In this way, listening is a slow, hard, and tentative way of approaching place that serves as starting rather than end point. Though Todd and Kanngeiser don’t explicitly define “place,” their reference to place as sovereign in its specificity recalls Yuchi/Muscogee scholar Daniel Wildcat’s concept of the “nature/culture nexus”: place as a unique set of inexchangeable relationships that arises between human and more-than-human worlds in a particular landscape.

Listening, then, means approaching these irreplaceable, inexchangeable relations from the standpoint not of knowing but of asking

As Kanngieser elaborates, “Am I a guest, a stranger, kin, family? Is my presence invited? Unwanted? What are my intentions?” Describing the way they approach sound projects documenting Pacific waters and fish, they state that on arrival in a place, they first introduce themself and their intentions, asking permission to be there and to listen in: “I have learned never to assume that I have consent to be somewhere, particularly on Indigenous land that has been violated by European colonizers.”

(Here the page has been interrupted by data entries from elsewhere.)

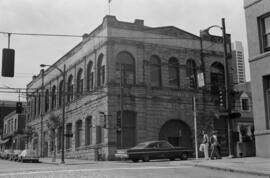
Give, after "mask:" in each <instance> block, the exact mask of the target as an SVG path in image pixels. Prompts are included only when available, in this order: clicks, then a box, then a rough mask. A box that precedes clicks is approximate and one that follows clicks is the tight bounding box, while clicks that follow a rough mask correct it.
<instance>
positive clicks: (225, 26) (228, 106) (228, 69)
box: [221, 18, 232, 157]
mask: <svg viewBox="0 0 270 178" xmlns="http://www.w3.org/2000/svg"><path fill="white" fill-rule="evenodd" d="M221 22H222V36H223V47H224V64H225V73H226V75H225V93H226V110H227V112H228V119H227V128H228V151H229V157H232V149H231V145H232V144H231V120H230V115H231V112H232V108H231V95H230V91H231V87H230V74H229V64H228V52H227V38H226V26H225V19H224V18H222V19H221Z"/></svg>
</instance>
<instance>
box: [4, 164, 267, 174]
mask: <svg viewBox="0 0 270 178" xmlns="http://www.w3.org/2000/svg"><path fill="white" fill-rule="evenodd" d="M2 177H5V178H74V177H75V178H86V177H87V178H88V177H95V178H107V177H108V178H119V177H120V178H121V177H123V178H135V177H136V178H144V177H150V178H159V177H160V178H166V177H168V178H169V177H170V178H174V177H177V178H179V177H184V178H209V177H210V178H211V177H212V178H225V177H226V178H227V177H230V178H256V176H254V175H246V174H238V173H232V172H224V171H216V170H211V169H205V168H198V167H192V166H187V165H185V163H184V161H182V162H180V163H179V162H177V161H172V162H170V161H153V162H148V163H143V162H140V163H131V162H94V163H89V164H81V165H51V164H43V163H39V164H36V163H35V164H34V163H17V162H11V161H6V160H0V178H2ZM259 177H260V176H258V178H259ZM260 178H262V177H260Z"/></svg>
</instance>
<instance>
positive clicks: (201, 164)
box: [185, 157, 270, 177]
mask: <svg viewBox="0 0 270 178" xmlns="http://www.w3.org/2000/svg"><path fill="white" fill-rule="evenodd" d="M185 164H186V165H192V166H197V167H204V168H210V169H216V170H223V171H229V172H238V173H245V174H252V175H257V176H269V177H270V158H259V157H247V158H227V157H224V158H222V159H218V160H204V159H199V160H190V161H187V162H186V163H185Z"/></svg>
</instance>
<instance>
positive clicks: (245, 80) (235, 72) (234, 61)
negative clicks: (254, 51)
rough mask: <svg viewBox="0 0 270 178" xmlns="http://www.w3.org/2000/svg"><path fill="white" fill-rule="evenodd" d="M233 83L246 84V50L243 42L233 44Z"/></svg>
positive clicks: (232, 62)
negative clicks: (242, 44) (244, 57)
mask: <svg viewBox="0 0 270 178" xmlns="http://www.w3.org/2000/svg"><path fill="white" fill-rule="evenodd" d="M232 67H233V70H234V72H233V83H234V84H241V83H245V82H246V74H245V58H244V49H243V45H242V42H241V41H236V42H235V43H233V44H232Z"/></svg>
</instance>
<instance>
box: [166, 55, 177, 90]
mask: <svg viewBox="0 0 270 178" xmlns="http://www.w3.org/2000/svg"><path fill="white" fill-rule="evenodd" d="M168 67H169V85H170V86H173V87H179V86H180V80H179V63H178V60H177V59H176V58H174V57H172V58H170V59H169V66H168Z"/></svg>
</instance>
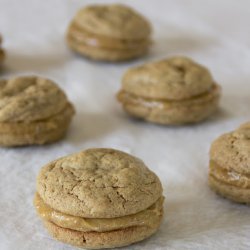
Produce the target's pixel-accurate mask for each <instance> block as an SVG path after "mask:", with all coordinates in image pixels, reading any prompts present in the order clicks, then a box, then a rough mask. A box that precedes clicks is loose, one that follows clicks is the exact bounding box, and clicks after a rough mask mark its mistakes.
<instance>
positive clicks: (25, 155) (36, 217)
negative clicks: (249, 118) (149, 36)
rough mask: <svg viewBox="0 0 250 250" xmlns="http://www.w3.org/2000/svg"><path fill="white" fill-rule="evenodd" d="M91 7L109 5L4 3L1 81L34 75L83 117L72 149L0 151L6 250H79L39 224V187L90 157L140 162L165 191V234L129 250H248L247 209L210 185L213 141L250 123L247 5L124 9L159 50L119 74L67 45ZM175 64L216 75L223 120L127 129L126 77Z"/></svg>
mask: <svg viewBox="0 0 250 250" xmlns="http://www.w3.org/2000/svg"><path fill="white" fill-rule="evenodd" d="M93 2H96V3H103V2H106V1H103V0H102V1H85V0H82V1H80V0H63V1H62V0H44V1H41V0H22V1H20V0H0V33H2V35H3V36H4V47H5V49H6V50H7V53H8V57H7V60H6V69H5V71H4V72H2V73H1V76H0V77H9V76H15V75H19V74H27V73H32V74H39V75H42V76H46V77H49V78H51V79H54V80H55V81H56V82H58V84H59V85H60V86H61V87H62V88H63V89H64V90H65V91H66V93H67V94H68V96H69V98H70V100H71V101H72V102H73V103H74V104H75V106H76V109H77V114H76V116H75V118H74V120H73V123H72V126H71V127H70V130H69V133H68V135H67V137H66V138H65V140H63V141H61V142H59V143H55V144H53V145H49V146H40V147H23V148H14V149H4V148H2V149H0V160H1V166H0V249H1V250H7V249H8V250H9V249H11V250H12V249H14V250H16V249H30V250H44V249H46V250H52V249H53V250H57V249H61V250H69V249H74V248H73V247H71V246H67V245H65V244H62V243H60V242H57V241H55V240H53V239H51V237H50V236H49V235H48V234H47V232H46V230H45V229H44V227H43V226H42V223H41V221H40V219H39V218H38V217H37V216H36V214H35V211H34V208H33V204H32V200H33V195H34V192H35V179H36V175H37V173H38V171H39V169H40V167H41V166H43V165H44V164H46V163H47V162H49V161H51V160H53V159H56V158H58V157H60V156H64V155H67V154H70V153H73V152H77V151H80V150H82V149H86V148H89V147H113V148H117V149H121V150H124V151H126V152H129V153H131V154H133V155H136V156H138V157H140V158H141V159H143V160H144V162H145V163H146V164H147V165H148V166H149V167H150V168H151V169H152V170H154V171H155V172H156V173H157V174H158V175H159V176H160V178H161V181H162V183H163V187H164V194H165V196H166V202H165V216H164V221H163V223H162V226H161V228H160V230H159V232H158V233H157V234H156V235H154V236H153V237H151V238H150V239H148V240H146V241H143V242H141V243H139V244H135V245H132V246H130V247H128V248H125V249H136V250H140V249H146V250H147V249H169V250H174V249H176V250H177V249H178V250H179V249H205V250H206V249H213V250H214V249H227V250H230V249H237V250H238V249H239V250H241V249H250V238H249V235H250V208H249V207H246V206H244V205H237V204H233V203H231V202H229V201H227V200H224V199H222V198H220V197H218V196H216V195H215V194H214V193H213V192H211V191H210V189H209V188H208V185H207V166H208V151H209V146H210V143H211V141H212V140H213V139H215V138H216V137H217V136H218V135H220V134H221V133H223V132H226V131H230V130H233V129H234V128H236V127H237V126H239V125H240V124H241V123H243V122H245V121H247V120H249V115H250V70H249V68H250V36H249V34H250V33H249V23H250V1H248V0H245V1H244V0H238V1H234V0H221V1H218V0H209V1H205V0H203V1H200V0H175V1H170V0H154V1H139V0H126V1H125V0H124V1H119V2H123V3H127V4H129V5H131V6H133V7H135V8H136V9H137V10H139V11H140V12H141V13H143V14H144V15H145V16H147V17H148V18H149V19H150V20H151V22H152V24H153V26H154V40H155V43H154V45H153V48H152V50H151V53H150V54H149V55H148V56H147V57H145V58H142V59H140V60H137V61H134V62H130V63H120V64H106V63H98V62H92V61H88V60H85V59H83V58H81V57H78V56H76V55H74V54H73V53H71V52H70V51H69V50H68V49H67V47H66V45H65V42H64V34H65V29H66V27H67V24H68V23H69V21H70V19H71V18H72V17H73V15H74V14H75V12H76V11H77V9H78V8H80V7H81V6H84V5H86V4H89V3H93ZM109 2H115V1H109ZM176 54H179V55H186V56H190V57H192V58H193V59H195V60H197V61H198V62H200V63H202V64H204V65H206V66H207V67H208V68H209V69H211V71H212V73H213V76H214V78H215V79H216V81H217V82H218V83H220V84H221V85H222V87H223V97H222V101H221V110H220V111H219V112H218V113H217V114H216V115H215V116H213V117H212V118H211V119H210V120H208V121H207V122H204V123H202V124H197V125H193V126H184V127H164V126H157V125H153V124H149V123H148V124H147V123H144V122H140V121H135V120H132V119H129V117H128V116H127V115H126V114H125V113H124V112H123V111H122V109H121V106H120V105H119V104H118V103H117V101H116V99H115V94H116V92H117V91H118V89H119V88H120V79H121V76H122V74H123V73H124V71H125V70H126V69H128V68H129V67H131V66H135V65H138V64H141V63H143V62H147V61H151V60H155V59H159V58H164V57H167V56H171V55H176Z"/></svg>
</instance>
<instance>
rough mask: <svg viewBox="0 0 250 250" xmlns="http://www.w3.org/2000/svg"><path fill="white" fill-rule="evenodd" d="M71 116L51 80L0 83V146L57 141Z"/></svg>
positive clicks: (30, 144) (17, 78)
mask: <svg viewBox="0 0 250 250" xmlns="http://www.w3.org/2000/svg"><path fill="white" fill-rule="evenodd" d="M73 114H74V108H73V106H72V104H71V103H70V102H69V101H68V100H67V97H66V95H65V94H64V92H63V91H62V90H61V89H60V88H59V87H58V86H57V85H56V84H55V83H53V82H52V81H51V80H48V79H44V78H41V77H35V76H25V77H17V78H11V79H9V80H0V145H2V146H22V145H31V144H45V143H50V142H54V141H57V140H59V139H61V138H62V137H63V136H64V135H65V133H66V130H67V128H68V126H69V124H70V121H71V118H72V116H73Z"/></svg>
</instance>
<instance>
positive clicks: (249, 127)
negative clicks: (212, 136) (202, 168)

“After introducing myself,” Kanngieser says, “I wait for a feeling of resonance in my body. Without feeling this, I don’t do anything.” They describe the sense of permission as a “swell of invitation and enveloping” and of being unwanted as “a magnetic revulsion, a wrongness.” (For more on the embodied experience of this process, see Kanngieser’s “To Tend For, To Care With: Three Pieces on Listening as Method. Part Three: Listening as Taking-Leave“)

In that way, listening becomes a practice of seeking consent from place and its inhabitants. Rather than settler-colonial certainties driven by a need to “know, claim, and take,” listening reveals how much we don’t know. In fact, Kanngeiser states, listening “unsettles the logics of knowledge of possession, because it owns nothing and it is never certain.”

More, where settler-colonial knowledge of climate change (as inevitable and apocalyptic) prescribes modes of action that are themselves paralyzing, listening as a humbling admission of not-knowing can open us to precisely those land/place-based stories of survivance and renewal Todd urges us to position at the center of climate action. “Places tell stories,” Todd says, and “[r]estorying [a landscape or nonhuman relative] is a way to tend to place through story.”

The stories we learn when we listen to place are good to think with, Kanngieser adds. They remind us of specific responsibilities we have for being in right relation to those who inhabit a place, which necessarily means solidarity with those original inhabitants who know specific places (lands, waters, skies) well. In that respect, listening is necessarily part of a process of moving us toward material (and not just rhetorical) decolonization, or concrete actions toward returning land and resources to Indigenous peoples. According to Kanngieser and Todd, listening is a methodology for being honest about what we are able to bring to this struggle—and when we should leave things alone. 

The power of Todd and Kangieser’s work lies not in giving us more knowledge about what is happening or what needs to be done. Dominant ways of knowing climate change are, in fact, part of the problem. For those of us who grew up steeped in colonial knowledge systems, what we don’t know is how to be in relation to land and each other. We don’t know how to give up a practice of knowledge as mastery, grounding knowledge and action instead in humble attunement to who is here and has been all along, surviving in spite of genocide and ecocide. What’s important, then, is not knowing what to do about climate change, but rather entering into a relationship of listening to the stories of specific places and their inhabitants.

“Maybe we don’t know,” Todd concludes, “but maybe the fish know some things they’re willing to share with us.”